Like most instructors, I’m sure, I always feel a little intimidated when an instructor shows up for my class; feeling not so much that I’m being judged, but watched. Very carefully. I do the same when I attend a fellow teacher’s class. I’m not judging, but always searching. Searching for new ways to explain a pose or inspire students (or myself). I recognize that my style is mine, that theirs is theirs, and that instructors can’t be compared. I have tremendous respect for all teachers. What intimidates me, however, is knowledge.
Yoga is so deep and vast that when I meet other teachers (especially if they practice a different style), I am always overwhelmed at how much I DON’T know. I am suddenly reduced to a student, a child seeking approval, feeling inadequate.
“No, I don’t remember what my dosha is.”
“No, I’ve never practiced ashtanga yoga (at least I don’t think I have).”
“Nope, never heard of the hasta or the pada bandhas.”
“No, I haven’t read the Bhagavad Gita from beginning to end.”
“No, I can’t do a handstand or hold a hip balance with straight arms and legs for more than a few breaths.”
“No, I don’t make a habit of adjusting my students.”
Cerebrally, I know that we are never “done” when it comes to yoga; that the depth of this practice is vast and never-ending. So why do I feel so less-than when I discover something I don’t know? And how do I release the self-judgement for not knowing everything about something which is fundamentally unknowable?
As always, I look to the Yamas and Niyamas for guidance. The Yamas and the Niyamas are the first two limbs of the 8-Fold path of yogic philosophy. Taken from the Yoga Sutras, there are five Yamas, or restraints, and five Niyamas, or observances.
For this particular experience, Astaya, the Yama of non-stealing, spoke to me. According to Deborah Adele, in her book, The Yamas and the Niyamas, “Astaya guides our attempts and tendencies to look outwardly for satisfaction.” In looking outward, we are stealing our joy and ability to look inward. Astaya asks us to shift our awareness of others to ourselves.
So in looking inward, I can appreciate how far I’ve come, without the distraction of comparing myself to others; because comparing either leaves you feeling dejected or superior, and neither is a healthy alternative.
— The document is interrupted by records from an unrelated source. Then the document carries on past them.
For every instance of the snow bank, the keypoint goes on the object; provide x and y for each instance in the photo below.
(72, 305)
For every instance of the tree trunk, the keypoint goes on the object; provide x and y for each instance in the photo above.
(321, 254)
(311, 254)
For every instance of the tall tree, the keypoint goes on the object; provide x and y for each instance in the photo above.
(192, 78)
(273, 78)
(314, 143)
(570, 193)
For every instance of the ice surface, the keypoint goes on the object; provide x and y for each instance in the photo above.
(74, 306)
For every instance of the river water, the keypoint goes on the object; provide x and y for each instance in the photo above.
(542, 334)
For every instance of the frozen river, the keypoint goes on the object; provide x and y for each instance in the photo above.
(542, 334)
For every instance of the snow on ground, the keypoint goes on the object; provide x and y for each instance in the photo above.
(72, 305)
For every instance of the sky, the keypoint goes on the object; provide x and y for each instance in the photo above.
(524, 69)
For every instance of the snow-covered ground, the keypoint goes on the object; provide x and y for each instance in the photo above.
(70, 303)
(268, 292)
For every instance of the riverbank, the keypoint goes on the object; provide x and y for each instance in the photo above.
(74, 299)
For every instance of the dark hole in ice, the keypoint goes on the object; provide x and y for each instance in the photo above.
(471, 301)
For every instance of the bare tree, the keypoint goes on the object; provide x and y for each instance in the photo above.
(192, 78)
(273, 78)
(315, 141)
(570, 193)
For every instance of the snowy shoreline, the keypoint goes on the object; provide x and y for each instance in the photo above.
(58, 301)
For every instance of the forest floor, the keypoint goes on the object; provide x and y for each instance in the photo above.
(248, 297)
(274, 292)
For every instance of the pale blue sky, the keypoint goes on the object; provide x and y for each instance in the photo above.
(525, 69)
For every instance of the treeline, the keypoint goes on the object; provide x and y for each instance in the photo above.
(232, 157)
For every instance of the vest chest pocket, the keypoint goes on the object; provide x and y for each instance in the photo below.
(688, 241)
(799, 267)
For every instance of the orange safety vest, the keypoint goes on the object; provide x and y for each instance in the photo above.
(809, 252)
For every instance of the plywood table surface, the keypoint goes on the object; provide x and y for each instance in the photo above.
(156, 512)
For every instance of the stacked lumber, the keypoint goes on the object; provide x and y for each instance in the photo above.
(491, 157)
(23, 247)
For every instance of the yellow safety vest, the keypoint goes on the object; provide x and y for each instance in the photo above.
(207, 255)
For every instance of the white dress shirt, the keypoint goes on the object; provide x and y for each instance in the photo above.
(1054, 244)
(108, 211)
And often what we reach for is not necessarily what we want, but what may look good at the time. In our culture, we have much to compete with. There are pretty little baubles, bangles and beads in front of us wherever we go. If we keep reaching out for things just because they are there, we aren’t fulfilling our truth.
I don’t see myself as a teacher, really, but a guide. I share what I know and take in what my students teach me. I don’t feel I will ever be one of those instructors that people seek out, revered as a master in my field. I work full-time, have a family, so my ability (and let’s face it, energy) to study and immerse myself are limited. But I love my class and my students and take the moments I do have very seriously.
No, I am not trained in Ayurveda. No, I can’t twist my 49 year-old body into asanas that a tattooed twenty-something can do. And yes, there is an enormous amount of knowledge yet to be discovered. Astaya encourages me to “be where I am,” appreciate the journey and discover where I really want to go.
Oh, and I don’t have any tattoos. Just sayin’.